|Title||Climate change adaptation planning under uncertainty in Ho Chi Minh City, Vietnam: a case study on institutional vulnerability, adaptive capacity and climate change governance|
Climate change is expected to have wide-ranging impacts on urban areas and creates additional challenges for sustainable development. Urban areas are inextricably linked with climate change, as they are major contributors to it, while also being particularly vulnerable to its impacts. Climate change presents a new challenge to urban areas, not only because of the expected rises in temperature and sea-level, but also the current context of failure to fully address the institutional barriers preventing action to prepare for climate change, or feedbacks between urban systems and agents. Despite the importance of climate change, there are few cities in developing countries that are attempting to address these issues systematically as part of their governance and planning processes. While there is a growing literature on the risks and vulnerabilities related to climate change, as yet there is limited research on the development of institutional responses, the dissemination of relevant knowledge and evaluation of tools for practical planning responses by decision makers at the city level.
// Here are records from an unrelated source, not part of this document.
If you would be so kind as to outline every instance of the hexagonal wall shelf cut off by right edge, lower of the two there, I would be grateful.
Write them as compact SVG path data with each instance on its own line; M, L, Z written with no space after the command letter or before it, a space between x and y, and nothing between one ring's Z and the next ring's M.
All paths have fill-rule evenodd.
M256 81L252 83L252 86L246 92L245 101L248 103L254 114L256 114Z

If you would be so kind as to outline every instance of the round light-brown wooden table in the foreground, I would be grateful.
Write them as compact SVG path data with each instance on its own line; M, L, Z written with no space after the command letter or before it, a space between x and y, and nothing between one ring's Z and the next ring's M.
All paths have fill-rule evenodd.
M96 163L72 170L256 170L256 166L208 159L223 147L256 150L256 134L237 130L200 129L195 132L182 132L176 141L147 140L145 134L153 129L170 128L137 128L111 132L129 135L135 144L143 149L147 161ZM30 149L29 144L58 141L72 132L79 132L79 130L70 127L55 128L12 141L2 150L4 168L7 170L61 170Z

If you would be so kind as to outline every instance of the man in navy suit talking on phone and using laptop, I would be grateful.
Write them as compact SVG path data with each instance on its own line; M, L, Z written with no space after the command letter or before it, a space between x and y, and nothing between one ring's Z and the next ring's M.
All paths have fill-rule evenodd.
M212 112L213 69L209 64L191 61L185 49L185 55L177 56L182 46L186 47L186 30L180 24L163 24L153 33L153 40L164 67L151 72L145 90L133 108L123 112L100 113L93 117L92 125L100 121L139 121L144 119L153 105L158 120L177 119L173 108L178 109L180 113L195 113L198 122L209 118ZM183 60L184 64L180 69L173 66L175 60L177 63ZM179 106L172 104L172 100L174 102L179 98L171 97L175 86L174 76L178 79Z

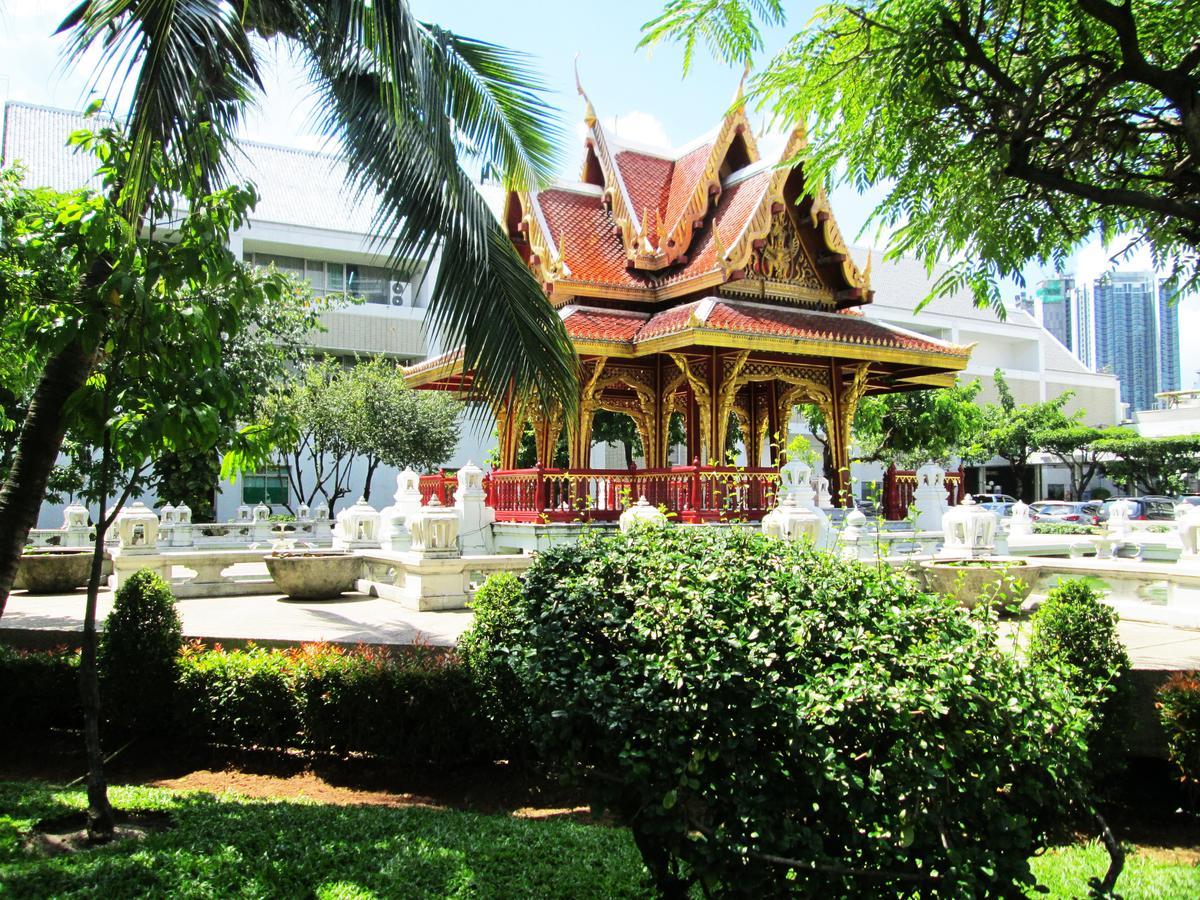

This thesis questions the dominant assumptions about the capacity of institutions and potential of adaptive planning. It argues that achieving a balance between climate change impacts and local government decision-making capacity is a vital for successful adaptation to the impacts of climate change. Urban spatial planning and wider environmental planning not only play a major role in reducing/mitigating risks but also have a key role in adapting to uncertainty in over future risk. The research focuses on a single province - the biggest city in Vietnam - Ho Chi Minh City - as the principal case study to explore this argument, by examining the linkages between urban planning systems, the structures of governance, and climate change adaptation planning. In conclusion it proposes a specific framework to offer insights into some of the more practical considerations, and the approach emphasises the importance of vertical and horizontal coordination in governance and urban planning.